I honestly don't know why Google bothered to buy the company in the first place. Seems an odd place to assert a competing position.



I'll reiterate what I told you back when we had this discussion in the past. Google bought On2 and developed vp8 because they wanted a codec they could directly adapt to their needs when it comes to their many services, with alot of effort spent on real-time video.

I mentioned Google Glass for instance, to which you retorted that Google Glass was 'vapourware'. Funny enough you then spent tons of posts trying to raise concerns regarding Google Glass privacy implications, you sure spend alot of time addressing vapourware.

It's almost as if you had an anti-Google agenda...


The guy with a username that references an utterly failed Apple operating system project might have an agenda?

Well color me surprised!


I don't have an anti-Google agenda. I just don't see why Google is actively trying to make life more difficult for consumers by promoting an inferior codec (in every way possible). I include Mozilla into that list as well.
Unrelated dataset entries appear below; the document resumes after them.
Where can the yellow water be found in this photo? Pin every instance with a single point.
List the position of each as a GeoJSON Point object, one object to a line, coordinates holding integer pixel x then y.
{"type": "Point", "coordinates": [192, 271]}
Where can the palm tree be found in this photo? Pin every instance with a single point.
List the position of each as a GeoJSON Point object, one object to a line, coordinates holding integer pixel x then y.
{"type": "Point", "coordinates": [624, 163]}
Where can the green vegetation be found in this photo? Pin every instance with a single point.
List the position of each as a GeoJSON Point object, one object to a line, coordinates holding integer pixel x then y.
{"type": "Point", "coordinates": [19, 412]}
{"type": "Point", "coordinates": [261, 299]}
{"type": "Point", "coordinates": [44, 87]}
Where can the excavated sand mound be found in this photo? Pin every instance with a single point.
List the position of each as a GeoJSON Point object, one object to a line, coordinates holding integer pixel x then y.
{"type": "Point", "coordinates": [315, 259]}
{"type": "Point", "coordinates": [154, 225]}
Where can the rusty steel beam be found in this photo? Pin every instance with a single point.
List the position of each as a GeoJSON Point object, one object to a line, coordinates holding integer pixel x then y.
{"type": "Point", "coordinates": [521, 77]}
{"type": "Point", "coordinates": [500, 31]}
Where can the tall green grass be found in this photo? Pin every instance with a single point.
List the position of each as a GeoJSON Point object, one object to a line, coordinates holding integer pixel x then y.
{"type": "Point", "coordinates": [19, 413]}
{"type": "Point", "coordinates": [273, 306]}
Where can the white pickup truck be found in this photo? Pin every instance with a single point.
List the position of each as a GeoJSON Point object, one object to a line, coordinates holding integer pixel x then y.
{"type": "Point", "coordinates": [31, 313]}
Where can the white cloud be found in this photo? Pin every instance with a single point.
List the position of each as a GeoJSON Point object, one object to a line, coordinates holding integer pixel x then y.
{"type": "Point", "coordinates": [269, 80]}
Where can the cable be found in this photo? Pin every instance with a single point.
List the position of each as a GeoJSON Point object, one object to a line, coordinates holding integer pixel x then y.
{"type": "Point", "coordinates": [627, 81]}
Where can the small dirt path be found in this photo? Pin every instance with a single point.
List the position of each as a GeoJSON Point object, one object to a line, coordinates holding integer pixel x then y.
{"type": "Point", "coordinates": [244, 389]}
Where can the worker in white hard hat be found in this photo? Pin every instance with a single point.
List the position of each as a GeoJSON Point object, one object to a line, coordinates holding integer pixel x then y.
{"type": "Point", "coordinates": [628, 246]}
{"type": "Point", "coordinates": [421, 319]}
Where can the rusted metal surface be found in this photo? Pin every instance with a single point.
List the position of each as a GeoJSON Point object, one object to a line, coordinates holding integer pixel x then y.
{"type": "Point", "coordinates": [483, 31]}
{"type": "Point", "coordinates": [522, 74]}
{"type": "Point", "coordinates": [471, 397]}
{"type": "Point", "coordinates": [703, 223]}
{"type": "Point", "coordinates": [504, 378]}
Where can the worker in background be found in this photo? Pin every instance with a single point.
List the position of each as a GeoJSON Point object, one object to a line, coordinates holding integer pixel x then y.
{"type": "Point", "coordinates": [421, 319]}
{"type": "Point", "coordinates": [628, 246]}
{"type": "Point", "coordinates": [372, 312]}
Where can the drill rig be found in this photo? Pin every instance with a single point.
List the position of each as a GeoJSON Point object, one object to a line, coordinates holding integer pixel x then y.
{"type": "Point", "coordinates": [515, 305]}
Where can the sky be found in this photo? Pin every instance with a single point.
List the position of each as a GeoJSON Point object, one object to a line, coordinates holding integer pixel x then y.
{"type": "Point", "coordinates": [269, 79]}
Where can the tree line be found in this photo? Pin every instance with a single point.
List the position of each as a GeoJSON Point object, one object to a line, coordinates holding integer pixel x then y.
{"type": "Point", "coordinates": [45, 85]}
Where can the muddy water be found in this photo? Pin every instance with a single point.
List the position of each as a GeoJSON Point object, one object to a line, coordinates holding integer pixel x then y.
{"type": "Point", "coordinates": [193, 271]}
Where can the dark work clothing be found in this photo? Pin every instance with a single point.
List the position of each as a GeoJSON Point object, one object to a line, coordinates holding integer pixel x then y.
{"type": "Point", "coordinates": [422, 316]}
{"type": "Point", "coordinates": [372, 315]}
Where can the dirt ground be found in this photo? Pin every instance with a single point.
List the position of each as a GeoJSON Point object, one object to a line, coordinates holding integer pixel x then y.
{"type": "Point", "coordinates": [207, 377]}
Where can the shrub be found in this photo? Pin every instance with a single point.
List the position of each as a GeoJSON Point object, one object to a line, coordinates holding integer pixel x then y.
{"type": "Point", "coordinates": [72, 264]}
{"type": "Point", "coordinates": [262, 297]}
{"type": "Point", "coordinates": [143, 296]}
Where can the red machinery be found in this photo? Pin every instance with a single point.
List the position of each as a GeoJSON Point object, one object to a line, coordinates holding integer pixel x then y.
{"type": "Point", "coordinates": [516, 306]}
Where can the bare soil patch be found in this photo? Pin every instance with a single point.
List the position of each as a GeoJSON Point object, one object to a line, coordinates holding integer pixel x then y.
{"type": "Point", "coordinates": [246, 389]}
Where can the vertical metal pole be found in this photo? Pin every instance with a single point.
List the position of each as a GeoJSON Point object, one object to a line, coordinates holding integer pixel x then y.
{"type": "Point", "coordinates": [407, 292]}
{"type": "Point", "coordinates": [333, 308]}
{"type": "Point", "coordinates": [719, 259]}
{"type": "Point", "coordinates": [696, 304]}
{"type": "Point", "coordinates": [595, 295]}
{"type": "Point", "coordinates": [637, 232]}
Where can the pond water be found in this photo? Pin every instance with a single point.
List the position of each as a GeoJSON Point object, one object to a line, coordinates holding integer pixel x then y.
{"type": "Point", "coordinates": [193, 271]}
Okay, then fork Chrome/Firefox and add mp3/h.264 support and see how quickly the lawyers circle overhead.


When the dinosaurs of old media die, the web will remain. The question is whether that web will be open and royalty free, or owned by new dinosaurs. The purchase of On2 was a move in the direction of an open web.


That will sound more palatable when the royalty-free web can provide the technically superior solution.


I unfortunately am cynical and don't believe that in the presence of so many commercial interests that free and open is going to reign supreme. The odds are simply too stacked against it.

Instead I would much prefer to see standards made available under low royalty, FRAND terms. This has worked to great effect for WiFi, USB, Bluetooth etc.

But of course that is looking harder to achieve with FRAND abusers like Google around.


>Instead I would much prefer to see standards made available under low royalty, FRAND terms. This has worked to great effect for WiFi, USB, Bluetooth etc.

FRAND works fine for hardware because by the time you spend $100 to manufacture and ship the thing you can spend $5 licensing patents.

It fails miserably for software because it's incompatible with free software, which means that the free software people have to create a competing standard that they can implement and we get useless fragmentation that hurts everybody. Produce something compatible with free software to begin with and none of that needs to happen.

I mean WTF, just require the patent holders to license the patents royalty free for free software implementations in order to have their patents included in the standard, and then they can still collect royalties from manufacturers who do hardware implementations. It's not like they were going to get any royalties from free software developers in the first place.


Then let your cynicism drive you to hedge with H.26x but hope and advocate for something royalty free and technically equivalent to emerge. There's no need to attack VP8 and other royalty-free endeavors just because the world is cold. Look at what happened with SOPA, and now with bills being introduced to claw back against the DMCA. I wouldn't have expected either of those things to happen two years ago.

Old habits die hard; old industries die harder.

Abuse of FRAND patents is a different matter, but I will point out that it was in retaliation for asserting some pretty ridiculous patents in the first place. The nice thing about VP8 is that, even if Google turns evil (or, if you're of the opinion they already are, even more evil), the patent promise they granted is irrevocable.


You're not cynical, you're just anti-Google


Yes, Sony is so firmly against VP8 that they sell millions of devices that ship with VP8 support every quarter.